Es geht aber auch anders. "Für ein Masterstudium ist es nie zu spät", sagt Vera Winter von Bosch. Der Konzern bietet zum Beispiel verschiedene Teilzeitmodelle, um Mitarbeitern ein berufsbegleitendes Masterstudium zu ermöglichen. Damit ist die Firma kein Einzelfall: Jedes zweite Unternehmen unterstützt seine Angestellten dabei, neben dem Job berufsbegleitend zu studieren und einen Master zu machen, so das Ergebnis einer Studie des Stifterverbands für die Deutsche Wissenschaft. Studiert man neben der Arbeit, kann das Vorteile bringen: Man kann den Master gezielt als Karrierebaustein nutzen, um sich für neue Aufgaben oder eine höhere Position zu qualifizieren. Dieses Modell bedeutet aber auch, dass man viele Abende und Wochenenden für Klausuren lernt oder mit Seminararbeiten verbringt. Außerdem übernimmt nicht jeder Arbeitgeber die Studiengebühren. Bei berufsbegleitenden Mastern in Ingenieurfächern liegen die Kosten in der Regel zwischen 9.000 und 30.000 Euro.

"Ich erforsche, wie man Altmetalle wiederverwerten kann"

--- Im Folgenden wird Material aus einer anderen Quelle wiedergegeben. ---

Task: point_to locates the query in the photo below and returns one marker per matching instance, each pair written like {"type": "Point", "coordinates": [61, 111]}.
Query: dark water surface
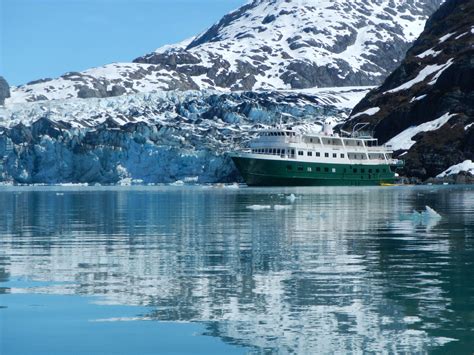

"Ich bin in Paraguay aufgewachsen und für den Bachelor nach Taiwan umgezogen – mit einem Stipendium für Umweltingenieurwesen. Dieses Studium war sehr theoretisch. Für den Master wollte ich noch einmal die Uni wechseln, auch das Land. Ein Teil meiner Familie lebt in Deutschland, deshalb wollte ich hier studieren. In Münster kannte ich sogar schon ein paar Studenten aus meinem Bachelor. Für die Zulassung in Bauingenieurwesen an der Fachhochschule in Münster brauchte ich mindestens eine 2,3 als Abschlussnote. Das war kein Problem für mich. Und einen Sprachnachweis brauchte ich, das Studium ist auf Deutsch. Auch den konnte ich vorweisen. Nach einem Semester habe ich gemerkt, dass ich mich mehr für Umweltthemen interessiere. Also habe ich das Fach gewechselt: Jetzt studiere ich Technisches Management in der Energie-, Gebäude- und Umwelttechnik. Was mir daran besonders gut gefällt, ist die Kombination von Theorie und Praxis. Montags bis mittwochs arbeiten wir in einem Unternehmen oder Hochschulinstitut, donnerstags bis samstags sitzen wir in Seminaren und Vorlesungen. Daneben arbeite ich als wissenschaftliche Mitarbeiterin am Institut. Dort schreibe ich meine Masterarbeit über Recyclingprozesse. Ich erforsche, wie man Altmetalle im Labor wiederverwerten kann. Nach dem Studium möchte ich gerne im Bereich Ressourcenmanagement arbeiten."

"Im Master kann ich endlich meine eigenen Schwerpunkte setzen"

"Nach dem Bachelor war mir klar: Ich will an meiner Hochschule in Aachen bleiben. Dort kannte ich viele Leute, und mir gefiel die Uni. Ein Jahr Pause wollte ich nicht machen. Laut Lehrplan ist der technische Anteil im Master Wirtschaftsingenieurwesen größer als der wirtschaftliche, das Studium besteht zu 70 Prozent aus Maschinenbau. Inhaltlich baut vieles auf dem ersten Studium auf. Im Bachelor waren einige Vorlesungen völlig überfüllt, neben mir saßen Hunderte Studenten im Hörsaal. Im Master sind wir viel weniger Studenten, das ist toll. Jetzt kann ich meine Kurse frei wählen und endlich meine eigenen Schwerpunkte setzen. Ich konzentriere mich auf Produktionstechnik, Qualitätsmanagement und Recycling. Ein Teil der Wahlfächer wurde mir bei meinem Auslandssemester angerechnet. Ich war in den USA, an der Universität in Wisconsin. Jetzt schreibe ich meine Masterarbeit über ein Thema aus der Medizintechnik. Ich entwickle einen Leitfaden für eine Anlage, die Wirkstoffe von Stammzellen richtig dosieren soll. Dabei muss alles den EU-Richtlinien entsprechen. Das bedeutet zum Beispiel, dass die Produktion sicher sein muss und nichts verunreinigt sein darf. Wie es nach dem Master weitergeht, wusste ich erst nicht genau. Mittlerweile steht fest: Ich werde in Aachen am Fraunhofer-Institut für Produktionstechnologie promovieren. Vor Kurzem kam die Zusage."